I assume, on no absolute basis, that Angela Carter was quite the flaneuse when she was in Tokyo, and also in London, and indeed in Sheffield.

The Wonderful World of Walking is (let’s say) a text of its time.  A chapter titled “Walking and Today’s Woman” runs to all of two pages.  But the book does contain accounts of a few walking women, none of them exactly household names, and some completely new to me.

Minta Beach walked from New York to Chicago in 1912.  Minnie Hill Wood walked from Washington to San Francisco in 1916.  Eleanora Sears, an all round sportswoman, set a speed hiking record in 1925, walking the 74 miles between Newport, Rhode Island and Boston in 17 hours.  I imagine none of these women considered herself a flâneuse, and they surely didn’t consider themselves artists, although Minta Beach did publish a book about her walk. 


I did have vague memories of a later walker that Gale writes about: Dr. Barbara Moore.   I just about remember seeing her from time to time on TV when I was growing up in England.  She did a number of long walks, the one I remember best was from Land’s End to John O’Groats – 1200 miles in 23 days, I know now, so that’s over 50 miles per day.   I discover that was in 1960, so no wonder my memories are vague, and apparently that same year she walked from San Francisco to New York, 3,387-mile according to Gale, so a fairly indirect route, and in 86-days, so a fraction under 40 miles a day which seems barely imaginable.
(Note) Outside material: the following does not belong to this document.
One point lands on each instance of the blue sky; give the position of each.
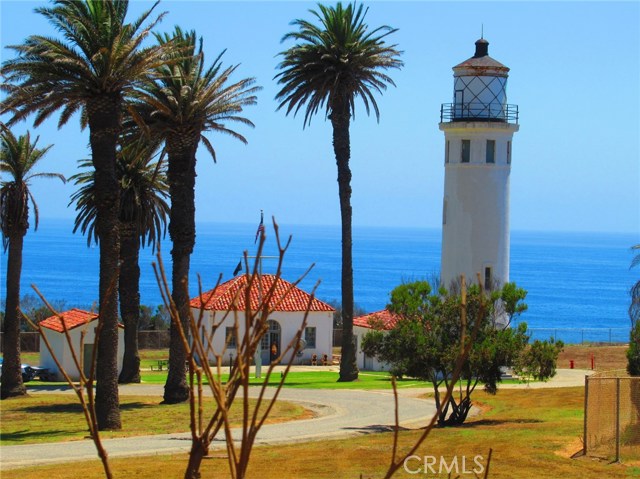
(574, 74)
Still there was much I didn’t know about her.  For one thing, although she was British by marriage, she was born in Russia in 1903, migrated to England in 1939, and had a career as an engineer.  So she’d have been in her mid to late 50s when she was doing the walks that made her famous.
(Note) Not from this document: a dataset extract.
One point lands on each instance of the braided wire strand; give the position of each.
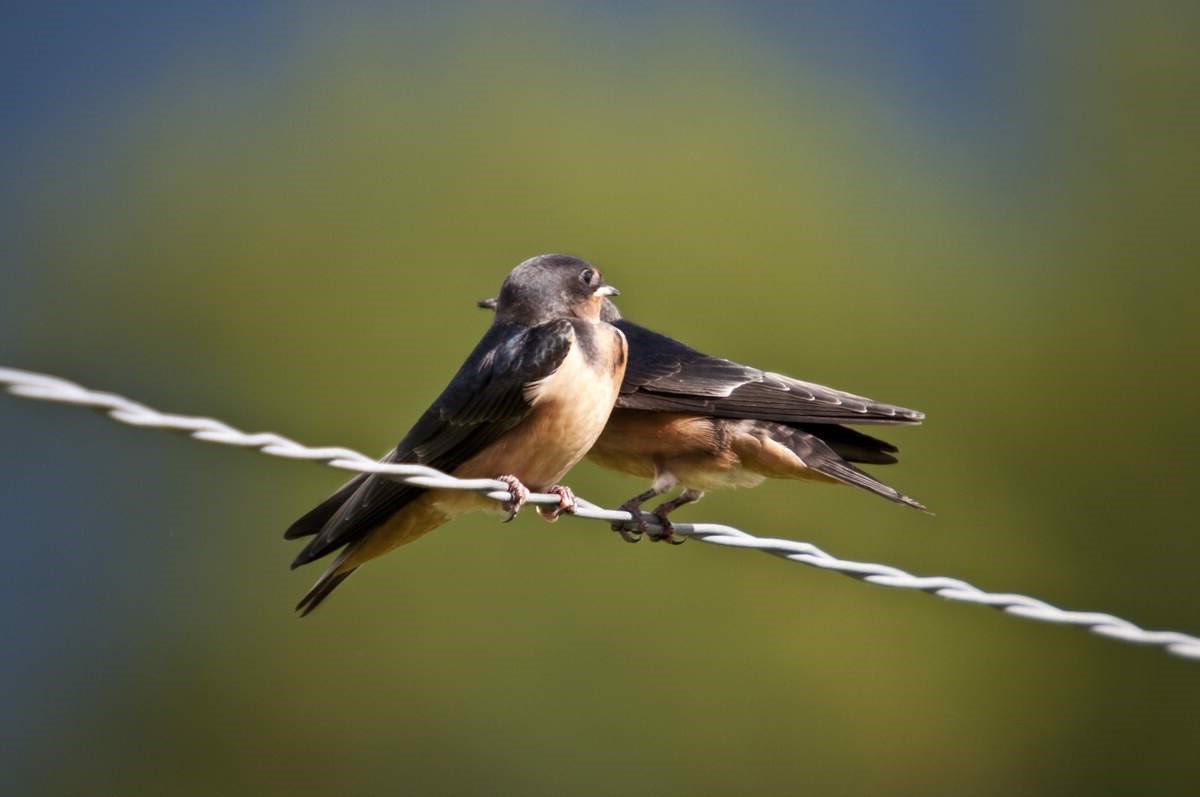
(39, 387)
I also didn’t know that she was a nutritional crank, a vegetarian, but sometimes also a breatharian, believing people could survive without food altogether.  According to Bill Gale, “A large glass of grass juice was her favorite six course meal in one.” In various interviews she said that people could live to be 150 or 200 years old, and claimed to have cured herself of leukemia, using a special diet.


         
What I absolutely didn't know, and which Gale doesn't mention, is that she spent the last years of her life fighting legal property battles over the lab she was planning to build next to her house in Frimley, in Surrey, and she was eventually jailed for contempt of court.  She died in a St Giles Hospital, London in 1977, somewhat earlier than she had anticipated.